71. Paper Prepared by Secretary of State Rusk1

OUTLINE ON GERMANY AND BERLIN

I. U.S. Interests

A.
The vital interests of the U.S. (i.e. interests which involve decisions as to war) are engaged in the German-Berlin problem at the following points:
1.
Presence and security of Western forces in West Berlin
2.
The security and viability of West Berlin
3.
Physical access to West Berlin
4.
The security of the Federal Republic of Germany against attacks from the East
B.
The U.S. also has important political interests and aims in Germany which have not yet been realized. These may be summarized as the application to all of Germany of the principle of self-determination [Page 208] and the intimate association of a unified Germany with the West. If there must be, on practical grounds, a choice between a unified Germany and a Western Germany integrated into Western Europe, the U.S. interests lie with the latter choice.
C.
There are aspects of the German-Berlin situation which are not politically acceptable and are not likely to be changed in the near future, aspects which are not the occasion for a resort to force by the West. Among these are: (a) the de facto division of Germany, and (b) the de facto absorption of East Berlin into East Germany.
D.
Certain elements of the German-Berlin problem are of little national interest to the U.S. and could be conceded if it becomes valuable to do so, for example, the recognition of the Oder-Neisse line as a German-Polish frontier.

II. Soviet Objectives

While precise Soviet objectives within any specific time period must be somewhat speculative, the resumption of Soviet pressures against the status quo in Germany and Berlin appear to be aimed at:

A.
The actual and formal consolidation of the Communist position in Eastern Europe and East Germany: Khrushchev has reason to be anxious about his situation in East Germany and the longer run prospect in such countries as Poland.
B.
A permanent freezing of the division of Germany.
C.
Political steps to meet what might be a growing Russian concern about the revival and rearming of the Federal Republic of Germany.
D.
A significant dilution of the Western position in West Berlin, looking toward its absorption into a Communist East Germany.
E.
The weakening or dissolution of NATO.
F.
A blow to Western, and, more particularly, U.S. prestige as a part of the general strategy of the Sino-Soviet Bloc.

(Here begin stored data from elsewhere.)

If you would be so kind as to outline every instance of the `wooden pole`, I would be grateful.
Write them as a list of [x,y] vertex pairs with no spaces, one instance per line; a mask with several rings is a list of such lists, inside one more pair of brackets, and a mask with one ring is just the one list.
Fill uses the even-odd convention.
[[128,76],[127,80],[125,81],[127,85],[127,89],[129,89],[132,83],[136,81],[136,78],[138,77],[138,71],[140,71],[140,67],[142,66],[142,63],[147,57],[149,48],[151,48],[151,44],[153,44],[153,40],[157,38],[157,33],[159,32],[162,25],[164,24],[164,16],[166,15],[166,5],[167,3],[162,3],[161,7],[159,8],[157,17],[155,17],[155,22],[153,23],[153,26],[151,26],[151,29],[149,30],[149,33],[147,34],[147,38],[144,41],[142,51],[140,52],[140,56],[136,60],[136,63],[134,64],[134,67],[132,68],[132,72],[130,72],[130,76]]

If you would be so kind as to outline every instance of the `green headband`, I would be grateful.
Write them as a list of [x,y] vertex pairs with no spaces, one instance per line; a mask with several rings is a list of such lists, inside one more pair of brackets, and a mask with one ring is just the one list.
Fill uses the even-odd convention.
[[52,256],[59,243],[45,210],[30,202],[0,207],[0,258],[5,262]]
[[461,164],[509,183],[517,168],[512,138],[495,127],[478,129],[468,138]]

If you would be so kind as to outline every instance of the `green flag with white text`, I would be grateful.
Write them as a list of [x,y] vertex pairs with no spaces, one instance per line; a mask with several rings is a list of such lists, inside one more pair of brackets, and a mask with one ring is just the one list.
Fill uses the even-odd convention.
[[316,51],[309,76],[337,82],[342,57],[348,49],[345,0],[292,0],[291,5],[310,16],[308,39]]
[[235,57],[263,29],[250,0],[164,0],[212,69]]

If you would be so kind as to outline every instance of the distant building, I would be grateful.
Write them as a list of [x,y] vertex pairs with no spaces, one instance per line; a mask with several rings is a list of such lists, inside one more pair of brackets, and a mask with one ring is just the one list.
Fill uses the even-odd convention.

Note: The priorities Khrushchev might attach to the above are also related to factors of timing, for example, he may be seriously concerned with A., B., C. and D. as matters for immediate attention, but may look upon E. and F. as useful by-products if they could be achieved.

III. The Political Problem

The central political problem is to protect U.S. vital interests, I. A. above, without war if possible and to put the U.S. and the West in the best possible position if war should become necessary. This will require:

A.
Action on a broad front to convince Khrushchev of U.S. and Western determination to defend these vital interests at all costs.
B.
National unity based not only upon a clear public recognition of the issues involved but also upon confidence that every reasonable step has been taken to defend vital interests by measures short of war.
C.
Allied unity, based upon allied recognition of their own vital interests—reaching beyond a readiness to follow the leader. Further, allied unity must also rest upon confidence that the allied position is reasonable and that the aggressor is forcing the issue beyond a tolerable point.
D.
Maximum support of world public opinion to make aggressive moves by Khrushchev as costly as possible in other areas in which he is interested.

  1. Source: Department of State, Rusk Files: Lot 72 D 192, Chron. Secret. Attached to the source text but not printed is a 2-page paper, also dated July 17, on the military buildup. The paper favored a “low key” approach and noted that the psychology of a mobilization was not desirable at the present time.